Trans kids are twice as likely as cis kids to face sexual abuse, and far less likely to be believed when they report it. Abusers like Epstein intentionally target vulnerable children who have been ostracized by their families and by society as their victims.
When a Latina trans woman named Ava Cordero sued over Epstein’s raping her as a child, the same New York Post which smears trans people as pedophiles vigorously defended the billionaire pedophile in 2007 by running a front page story accusing Cordero of being an “Uppity T****y” who was trying to frame Epstein for money–a headline that the Post has since scrubbed from their website.

A ‘New York Post’ front page uncovered by ‘Trans News Network’ that was distributed across New York City in October 2007
The story spread to other tabloids across the political spectrum such as Gawker and New York Magazine, as the media pushed the narrative that Epstein was the victim, and Cordero was in fact the abuser for daring to be a trans woman who was suing him – in other words, DARVO.
In 2009, Cordero lost a libel suit against the Post that argued for damages due to the tabloid’s hateful attacks. She later settled for a small sum from Epstein, but her story is a reminder that trans people have always been among the first to raise the alarm bells about abusive people.
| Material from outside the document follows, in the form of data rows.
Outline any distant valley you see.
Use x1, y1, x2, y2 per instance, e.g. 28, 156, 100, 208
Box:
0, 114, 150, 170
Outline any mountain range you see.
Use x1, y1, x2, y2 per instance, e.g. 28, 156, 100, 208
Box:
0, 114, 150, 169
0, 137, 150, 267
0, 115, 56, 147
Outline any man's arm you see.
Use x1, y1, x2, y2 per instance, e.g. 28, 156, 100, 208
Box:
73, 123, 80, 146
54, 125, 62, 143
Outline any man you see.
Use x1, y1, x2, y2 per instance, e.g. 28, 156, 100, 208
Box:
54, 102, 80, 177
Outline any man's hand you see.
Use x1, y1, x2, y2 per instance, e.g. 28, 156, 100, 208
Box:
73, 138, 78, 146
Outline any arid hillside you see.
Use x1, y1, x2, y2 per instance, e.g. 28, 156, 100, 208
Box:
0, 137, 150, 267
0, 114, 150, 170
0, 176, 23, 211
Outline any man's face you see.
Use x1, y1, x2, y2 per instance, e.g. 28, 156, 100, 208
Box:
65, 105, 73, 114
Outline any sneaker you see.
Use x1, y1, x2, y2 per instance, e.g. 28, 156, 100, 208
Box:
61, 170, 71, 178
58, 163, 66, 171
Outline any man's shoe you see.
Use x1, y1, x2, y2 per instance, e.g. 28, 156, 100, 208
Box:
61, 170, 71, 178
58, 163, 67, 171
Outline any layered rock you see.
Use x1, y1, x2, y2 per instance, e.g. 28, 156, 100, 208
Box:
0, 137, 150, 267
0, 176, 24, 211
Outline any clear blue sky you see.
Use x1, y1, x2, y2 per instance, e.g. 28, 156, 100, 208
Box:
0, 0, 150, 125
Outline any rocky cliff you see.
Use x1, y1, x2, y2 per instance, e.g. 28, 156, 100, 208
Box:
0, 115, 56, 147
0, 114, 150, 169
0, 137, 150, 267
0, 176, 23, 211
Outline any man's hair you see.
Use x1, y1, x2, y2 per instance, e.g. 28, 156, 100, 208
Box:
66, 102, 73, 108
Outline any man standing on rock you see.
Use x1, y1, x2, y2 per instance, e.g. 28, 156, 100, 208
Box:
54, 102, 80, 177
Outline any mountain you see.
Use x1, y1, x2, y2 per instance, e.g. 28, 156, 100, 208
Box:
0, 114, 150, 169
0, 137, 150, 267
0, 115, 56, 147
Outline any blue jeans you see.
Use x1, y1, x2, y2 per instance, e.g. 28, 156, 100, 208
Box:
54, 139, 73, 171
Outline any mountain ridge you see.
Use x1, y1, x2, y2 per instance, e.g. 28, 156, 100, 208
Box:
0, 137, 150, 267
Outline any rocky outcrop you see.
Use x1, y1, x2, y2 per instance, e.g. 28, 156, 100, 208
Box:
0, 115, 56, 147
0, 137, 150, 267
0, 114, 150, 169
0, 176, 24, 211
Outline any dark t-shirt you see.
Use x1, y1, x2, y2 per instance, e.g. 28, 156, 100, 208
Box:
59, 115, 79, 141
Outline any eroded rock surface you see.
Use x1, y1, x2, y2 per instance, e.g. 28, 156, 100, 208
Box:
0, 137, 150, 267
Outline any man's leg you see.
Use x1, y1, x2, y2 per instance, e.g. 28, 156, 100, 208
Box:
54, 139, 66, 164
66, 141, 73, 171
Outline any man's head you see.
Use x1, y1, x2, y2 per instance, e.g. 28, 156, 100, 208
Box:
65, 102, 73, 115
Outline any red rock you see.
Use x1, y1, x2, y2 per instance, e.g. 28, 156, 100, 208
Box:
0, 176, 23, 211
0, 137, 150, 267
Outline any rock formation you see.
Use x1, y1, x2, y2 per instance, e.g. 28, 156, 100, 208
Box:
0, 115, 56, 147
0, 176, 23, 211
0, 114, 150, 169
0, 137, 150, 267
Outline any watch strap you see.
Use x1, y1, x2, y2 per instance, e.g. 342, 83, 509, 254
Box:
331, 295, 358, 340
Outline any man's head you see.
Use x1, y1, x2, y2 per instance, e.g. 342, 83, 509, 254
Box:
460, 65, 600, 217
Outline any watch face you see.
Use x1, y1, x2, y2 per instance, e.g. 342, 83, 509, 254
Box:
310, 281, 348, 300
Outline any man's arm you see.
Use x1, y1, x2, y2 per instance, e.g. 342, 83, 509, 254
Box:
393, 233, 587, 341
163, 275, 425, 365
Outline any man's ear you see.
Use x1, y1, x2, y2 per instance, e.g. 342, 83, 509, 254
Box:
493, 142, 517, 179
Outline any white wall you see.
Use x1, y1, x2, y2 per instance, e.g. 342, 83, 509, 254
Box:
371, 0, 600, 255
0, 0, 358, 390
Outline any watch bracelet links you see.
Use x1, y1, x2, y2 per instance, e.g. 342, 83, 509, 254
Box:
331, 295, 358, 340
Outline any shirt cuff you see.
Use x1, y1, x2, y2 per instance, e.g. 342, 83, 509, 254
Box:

Epstein’s abuses could have been stopped far, far more quickly if the horrific truths Cordero bravely revealed were seen as a cause for action, not mockery and hatred.
Maybe next time, cis people should listen.
But now we know the truth. A conspiracy that would have sounded like satire 10 years ago, has all been concretely laid out to us in black and white: that the attacks on trans lives and communities have been driven by a cadre of billionaire child rapists who bankroll creepy “anti-woke” influencers to push bigotry with propaganda that covers up their wretched abuse.